🚀 Ragdex Architecture

Complete Technical Documentation - Transform Your Documents & Emails into an AI-Powered Knowledge Base

✅ FULLY OPERATIONAL - Package structure, 17 tools, 5 prompts, 4 resources, 768-dim embeddings, Email support
v0.2.0 MCP Compatible Python 3.10-3.12 ARM64 Ready 100% Local
17
MCP Tools
5
Prompt Templates
4
Dynamic Resources
768
Embedding Dimensions
10+
File Formats
100%
Local Processing

System Overview

Ragdex (formerly Personal Document Library MCP Server) is a sophisticated Model Context Protocol server that enables Claude Desktop to access and analyze a personal collection of documents and emails through RAG (Retrieval-Augmented Generation). The system features a complete MCP protocol implementation with tools, prompts, and resources, supporting multiple document formats and intelligent email filtering.

📚
Documents & Emails

PDFs, Word, EPUB, MOBI, EMLX, OLM

⚙️
Ragdex Indexer

Background Processing & OCR

🗄️
ChromaDB

768-dim Vector Storage

🔌
MCP Server

17 Tools + 5 Prompts + 4 Resources

🤖
Claude Desktop

AI Assistant Interface

Package Architecture

📦 Python Package Structure NEW

Properly structured as personal_doc_library package with pyproject.toml configuration

  • CLI commands: ragdex, ragdex-mcp, ragdex-index, ragdex-web
  • Package installation: pip install ragdex
  • Development: pip install -e .
  • With extras: pip install -e ".[document-processing,services]"

🔌 MCP Complete Server

Full Model Context Protocol implementation with lazy initialization for < 1s startup

  • Location: src/personal_doc_library/servers/mcp_complete_server.py
  • 17 specialized tools for document interaction
  • 5 prompt templates for workflows
  • 4 dynamic resources for real-time info
  • Async request handling with error recovery

🧠 SharedRAG Engine

Core retrieval-augmented generation system with vector embeddings

  • Model: sentence-transformers/all-mpnet-base-v2
  • 768-dimensional embeddings
  • Semantic search with synthesis
  • Cross-document analysis
  • MD5 hash-based deduplication
  • 30-minute lock timeout protection

📊 ChromaDB Vector Store

High-performance vector database for document embeddings

  • Persistent storage with WAL mode
  • Metadata filtering support
  • Cosine similarity search
  • Storage: ~1MB per 100 pages
  • Telemetry disabled: CHROMA_TELEMETRY=false

📁 Document Loaders

Comprehensive file format support with intelligent processing

  • PDF with OCR (ocrmypdf integration)
  • Word/PowerPoint/Excel (LibreOffice)
  • EPUB (ebooklib + pandoc)
  • MOBI/AZW/AZW3 (Calibre ebook-convert)
  • Apple Mail EMLX (native parser)
  • Outlook OLM (archive extraction)

Background Services

Automatic monitoring and indexing services

  • Index Monitor with file watching
  • LaunchAgent service support (macOS)
  • Web Dashboard at localhost:8888
  • Progress tracking and status updates
  • Failed document management
  • Automatic retry with backoff

MCP Protocol Implementation

🔧 Tools (17 Available)

Search & Discovery

search
Semantic search with optional book/email filtering and AI synthesis.
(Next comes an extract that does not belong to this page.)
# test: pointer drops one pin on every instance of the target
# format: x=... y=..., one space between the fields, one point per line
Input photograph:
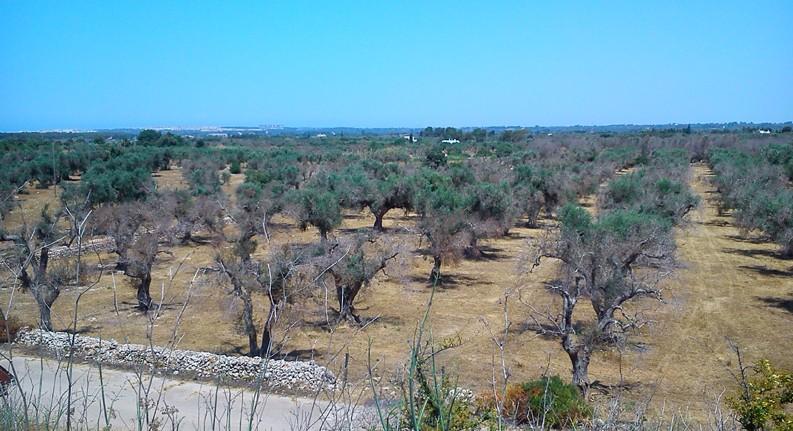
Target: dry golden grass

Returns chunks with relevance scores.
list_books
List documents by pattern (fnmatch), author, or directory. Includes metadata like chunks and page counts.
recent_books
Find recently indexed documents by hours or days. Groups by time periods (today, yesterday, this week).
find_practices
Discover specific techniques and practices. Uses category filtering for practice-focused content.

Content Extraction

extract_pages
Extract specific pages from PDFs. Supports ranges (1-5), lists [1,3,5], or single pages.
extract_quotes
Find notable quotes on topics. Uses regex patterns for quote detection with attribution.
summarize_book
Generate AI summaries of documents. Options for brief (10-15 chunks) or detailed (all chunks).

Analysis & Synthesis

compare_perspectives
Compare viewpoints across multiple sources. Creates comparison matrices with similarities and differences.
question_answer
Direct Q&A from library. Analyzes question type (factual/conceptual/practical) for optimization.
daily_reading
Suggested daily passages. Maintains reading history to avoid repetition.

System Management

library_stats
Comprehensive statistics: document count, chunks, storage size, indexing status.
index_status
Detailed indexing progress with PID checking and stale lock detection.
refresh_cache
Refresh search cache and reload book index. Forces reconnection to ChromaDB.
warmup
Initialize RAG system to prevent timeouts. Pre-loads ~4GB embedding model.
find_unindexed
Find unindexed documents. Categorizes as New, Modified, or Failed.
reindex_book
Force reindex specific document. Full cleanup before reprocessing.
clear_failed
Clear failed document list. Creates backup before clearing.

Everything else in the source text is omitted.